# Bach for organ



## Clouds Weep Snowflakes

Any lovers here? I personally think they sound quite creepy-which is exacly why I love them; are there any horror movies that include Classical music? That could make for an interesting combination!


----------



## SONNET CLV

It's perhaps a bit unfortunate that one of the many many organ works of J.S. Bach is today so associated with horror films.
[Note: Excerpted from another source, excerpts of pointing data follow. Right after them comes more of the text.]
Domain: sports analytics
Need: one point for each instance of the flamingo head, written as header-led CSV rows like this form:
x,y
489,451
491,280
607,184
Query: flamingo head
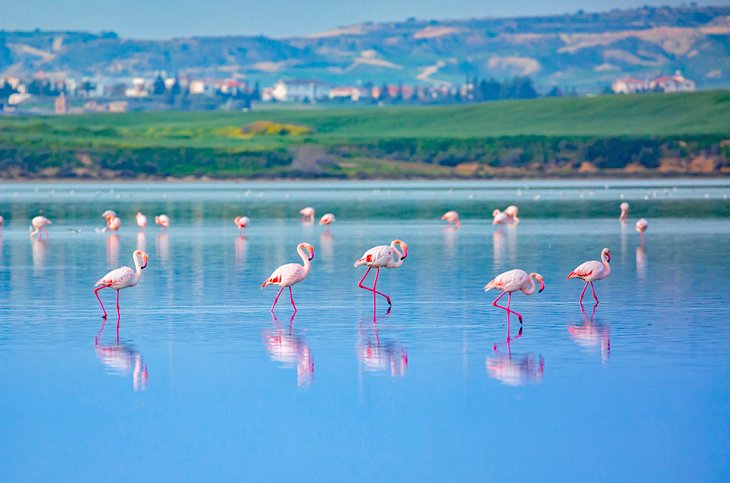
x,y
403,246
309,248
539,279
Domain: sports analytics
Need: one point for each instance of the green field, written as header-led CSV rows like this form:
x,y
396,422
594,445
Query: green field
x,y
506,136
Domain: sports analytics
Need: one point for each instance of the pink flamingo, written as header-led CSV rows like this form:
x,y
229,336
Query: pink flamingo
x,y
120,278
38,225
512,281
591,271
307,214
141,220
163,221
451,218
291,273
382,257
499,217
327,219
624,211
241,222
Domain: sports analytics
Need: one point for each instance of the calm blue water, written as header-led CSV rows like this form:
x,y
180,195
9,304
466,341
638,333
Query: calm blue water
x,y
203,384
Had that association never occurred we could maybe enjoy the piece from a different perspective today, as we generally do all the other Bach organ pieces which strike me as more "sacred" than "horrific" in tenor.

I'm not a big fan of solo organ music, but I do have at least three sets of the complete Bach organ music in my collection and on occasion I will program a Bach solo organ concert, combing through the various works, always being startled anew by the music, which I also enjoy reading in score.

The Bach solo organ music will never replace the _Brandenburg Concerti_ or the Cantatas or the Passions and Masses or the Violin and Cello sonatas as Bach favorites in my listening room, but they will remain worthy diversions from time to time, as they long have been. And I'm glad Bach wrote that music. After all, one's least favorite Bach music is probably still more favored than most music by anybody else!


----------



## Clouds Weep Snowflakes

SONNET CLV said:


> It's perhaps a bit unfortunate that one of the many many organ works of J.S. Bach is today so associated with horror films. Had that association never occurred we could maybe enjoy the piece from a different perspective today, as we generally do all the other Bach organ pieces which strike me as more "sacred" than "horrific" in tenor.
> 
> I'm not a big fan of solo organ music, but I do have at least three sets of the complete Bach organ music in my collection and on occasion I will program a Bach solo organ concert, combing through the various works, always being startled anew by the music, which I also enjoy reading in score.
> 
> The Bach solo organ music will never replace the _Brandenburg Concerti_ or the Cantatas or the Passions and Masses or the Violin and Cello sonatas as Bach favorites in my listening room, but they will remain worthy diversions from time to time, as they long have been. And I'm glad Bach wrote that music. After all, one's least favorite Bach music is probably still more favored than most music by anybody else!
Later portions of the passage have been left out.